The president of Teachers College, Susan Furhman, spoke at the "Accountability in K-12 Education: Where Do We Go From Here?" conference at University of California, Santa Barbara.
The symposium began with the address by Susan Furhman, president of Columbia University Teachers College in New York, titled Ten Assumptions About Accountability. 

Often cited as an expert on the need for accountability in school districts, Furhman chastised both federal and state governments for failing children in public education.
 
Furhman urged the participants to consider education “in the context of the last 20 years, including the No Child Left Behind Act.”
 
“The focus is on whether students have profited from the tests,” she said. “Are the tests correct in measuring achievement?” Her assessment was that if such tests are accurate, they show “a little, but only some, improvement.”
 
Next, she asked, “Are the tests adequate?” To that question, she responded that a universal lack of accountability has called their usefulness into question.
 
“Individual schools are not improving consistently,” she said. “Accountability gives an incentive to improve.”
 
Findings across the country are not consistent that such improvements are taking place, she said.
 
She stressed that long-held concerns about student achievement are in line with the need to insure the interaction between students and teachers.
 
“That capacity is limited, especially among less affluent students,” she pointed out.
 
Fuhrman also brought up the problem of educating children without English language skills.
 
Teachers have to act in concert to achieve the goal of teaching these disadvantaged youngsters, she said.
 
“In many schools, this doesn’t happen,” she said. She urged teachers in schools with these students to act together.
 
“Accountability systems will provide interpretation of future success,” she said. “Very few systems supplement scores with other information — qualitative reviews, surveys. 
 
“We need to provide evidence that the process is working. But we don’t do that.
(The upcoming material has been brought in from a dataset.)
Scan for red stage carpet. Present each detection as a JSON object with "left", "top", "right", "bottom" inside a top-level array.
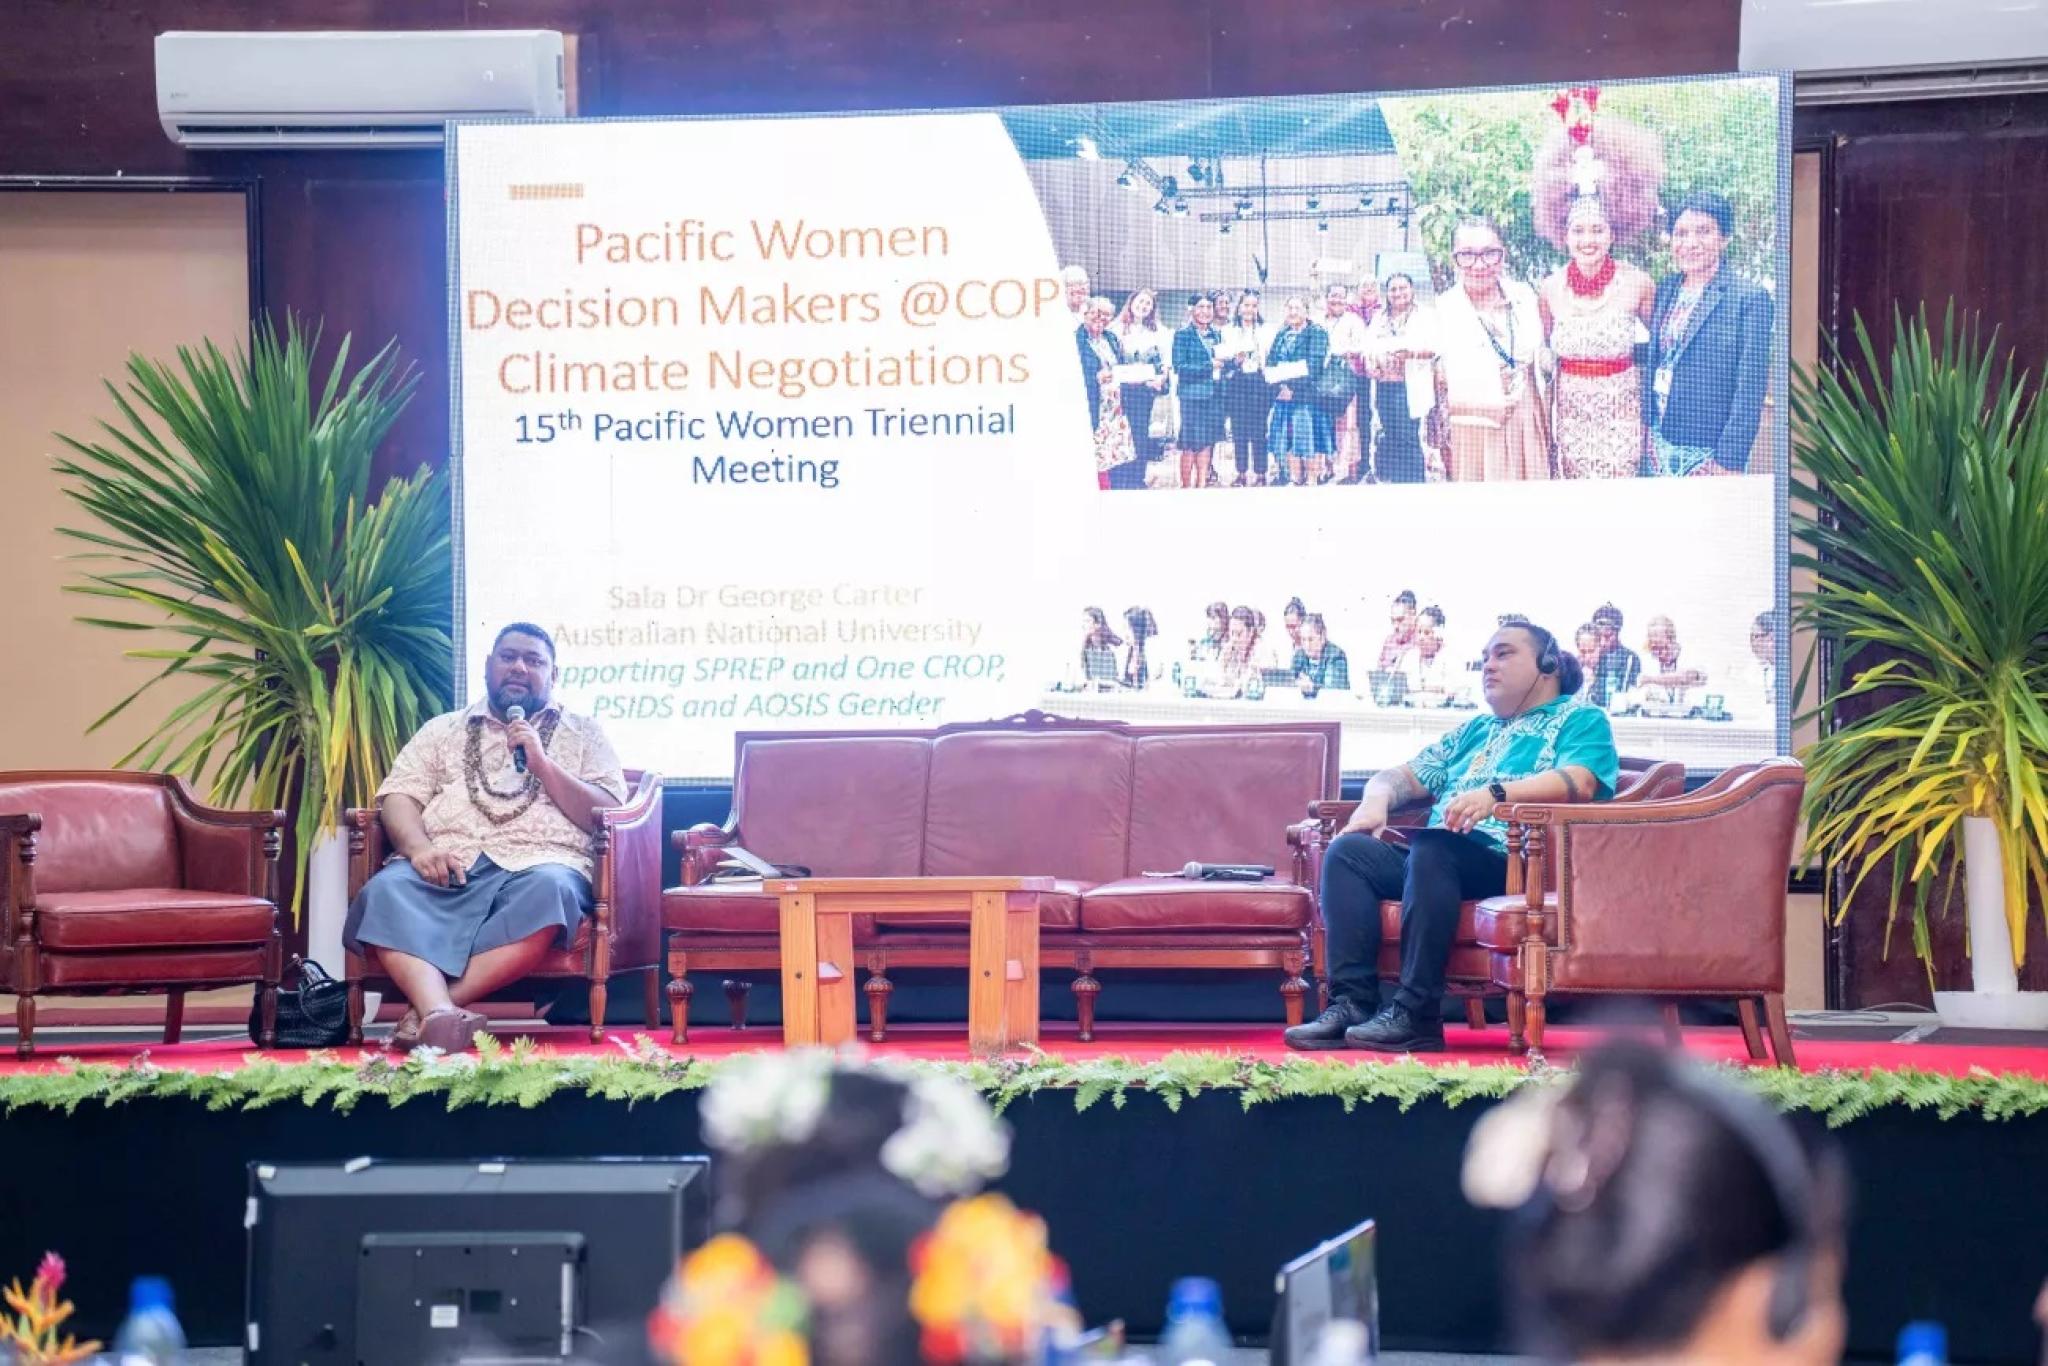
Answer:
[{"left": 5, "top": 1020, "right": 2045, "bottom": 1079}]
If we’re failing, the burden is on districts and states to remedy the failure.”
 
In the United States, the lack of unified curricula, testing and evaluation is an approach that as a nation fits our decentralized education system, she said.
 
But decentralization, according to Furhman, “prevents state control over proficiency levels.”
 
The present system doesn’t take advantage of state variations, and it prevents accountability, collaboration, assessment and teacher development,” she said.
 
She said there is relatively little uniformity in governing schools.
 
“There is no punishment of elected officials: accountability is not required of leaders or policy makers,” she said. “Supposedly, elective and employment leaders are to consider school performance.”
 
To meet the challenge, Furhman suggested, state flexibility is the remedy, adding we need experimentation to find ways to improve. “Accountability is part of the solution,” she said.
 
Furhman stressed the need for more funding to provide what she sees as five major changes necessary for student improvements:
 
standard assessments and consequences:
 
specific curricula, possibly created on a national level or by some kind of educational consortium;

better assessments;

investment in capacity;

combining “bigger and better” programs with raised standards  and accountability.
 
She predicted that with a new administration in Washington, “we will see more effort with the states in improving schools and accountability.
 
“I hope we’re moving to a point where we’re thinking about investment,” she told the audience before they split into groups to take part in panel discussions.
 
Concurrent with the UCSB forum, but not as part of it, the Sacramento State Institute for Higher Education Leadership and Policy announced it will release a report showing California lags in higher education.